Have they found the answer to the age old question on how to have a happy marriage? For the right people yes they have. Is it for everyone? NO WAY. First of all it will not cure a broken marriage, if your having problems now don’t even think about getting involved until, & only until, your marriage is rock solid. But if you are both curious about one thing or another (sexually that is) it just might be the way to go.

So What is the Difference Between the Two?

The main difference between cheating & swinging is that there is an emotional bond between the couple that swings that is supportive of each others emotions as well as their sexual desires. Plain & simple these couples are not involved in this because they are lacking in their personal sex life, on the contrary they want each other to experience everything they might desire sexually. These couples rejoice in their love for each other & the fact that they are exploring together! They both know that when the evening is over they are going home together & that the love they have for each other isn’t effected in any way by a purely physical thing. They also know & respect each others boundaries in every way & are willing to work together to help each other work towards their sexual goals, once again together.

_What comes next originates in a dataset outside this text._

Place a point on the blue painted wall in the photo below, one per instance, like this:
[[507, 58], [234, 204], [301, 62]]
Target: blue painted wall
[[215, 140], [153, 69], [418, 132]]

So What’s the Answer to the Question

Plain & simple the difference is emotional. Whether you swing or just explore together sexually you are doing it as a couple, as an emotional pair, not as an individual betraying your lover. You can choose two paths in your life together with your mate, one that nurtures each others needs or one that ignores these same needs. For those whose relationship is solid yet you feel the call to explore, look into the swinging lifestyle. I personally think you will will be amazed at how great most of the people involved really are. For those of you that feel the need to cheat try looking at what is really wrong with your relationship. If it’s just sex try exploring with your lover & learn to revel in both the exploration & the adventure you take as a couple. Learn to respect each other’s needs & desires. Don’t judge your lover just because they may desire to try something out of the “norm”. By following this route you may someday learn the secrets that so many of these swinging couples enjoy.